Mas mais. Nem só de população residente nos falam os Censos. Eles também versam sobre habitação. Para além das frequentemente citadas estatísticas sobre prédios devolutos e/ou em elevado estado de degradação, há um quadro que mostra que, nas freguesias de São Miguel e de Santo Estêvão, 23% dos imóveis tem uma área útil inferior a 30 m2. São nove as freguesias onde esse escalão representa mais de 10% do parque habitacional; se considerarmos casas um pouco maiores, até 40 m2, passamos a contar vinte e três freguesias em que pelo menos 10% do stock residencial é dessa dimensão.

Eu sei que uma pessoa vai ao Ikea, vê aqueles simulacros de apartamentos com 25 m2, com ideias geniais de arrumação e de aproveitamento de espaço, e até lhe apetece trocar o seu T2 por um cafofo.
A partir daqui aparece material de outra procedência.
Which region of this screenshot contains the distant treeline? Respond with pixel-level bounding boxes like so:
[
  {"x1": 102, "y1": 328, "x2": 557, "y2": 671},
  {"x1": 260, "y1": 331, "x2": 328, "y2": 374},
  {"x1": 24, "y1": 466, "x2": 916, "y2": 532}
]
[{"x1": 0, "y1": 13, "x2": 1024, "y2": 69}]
Mas vamos ser realistas: a maioria de nós não consegue que a suas coisas caibam em tão pouco espaço, pois não? Nem com a ajuda da Marie Kondo. No entanto, para servir de alojamento temporário a quem vem com uma mala que a companhia low-cost garantiu não ser mandada para o porão, aquelas casas, em ruas estreitas onde os prédios distam dois metros do da frente, estão perfeitas.

Quer-me, pois, parecer que os pardais do alojamento local não comem as sementes da habitação no centro de Lisboa. Mas, mesmo que as debiquem, olhemos para o retrato mais geral.
Em Dezembro de 2018, a Direcção-Geral do Património Cultural lançou a Revista de Museus. Para o primeiro número, escolheu o tema “Museus e Turismo” (e curiosamente a capa tem um priolo, que os não especialistas em Ornitologia poderão facilmente catalogar de pardal). No artigo em estilo de editorial, Álvaro Domingues afirma: “Quaisquer que sejam os caminhos para cruzar relações entre museus e turismo, facilmente vamos desaguar na conclusão de que o turismo é muito importante para os museus tal como o inverso. Não se ganha muito em atirar um contra o outro”.

Museus ali bem pode ser uma sinédoque de cultura, um dos sectores que mais beneficiam da presença de turistas. Mas também os transportes, a construção ou o comércio: o turismo tem enormes ligações a outras actividades económicas, seja porque estas são fornecedoras do sector do alojamento e restauração, seja porque os turistas são consumidores de variados bens e serviços nos destinos que visitam.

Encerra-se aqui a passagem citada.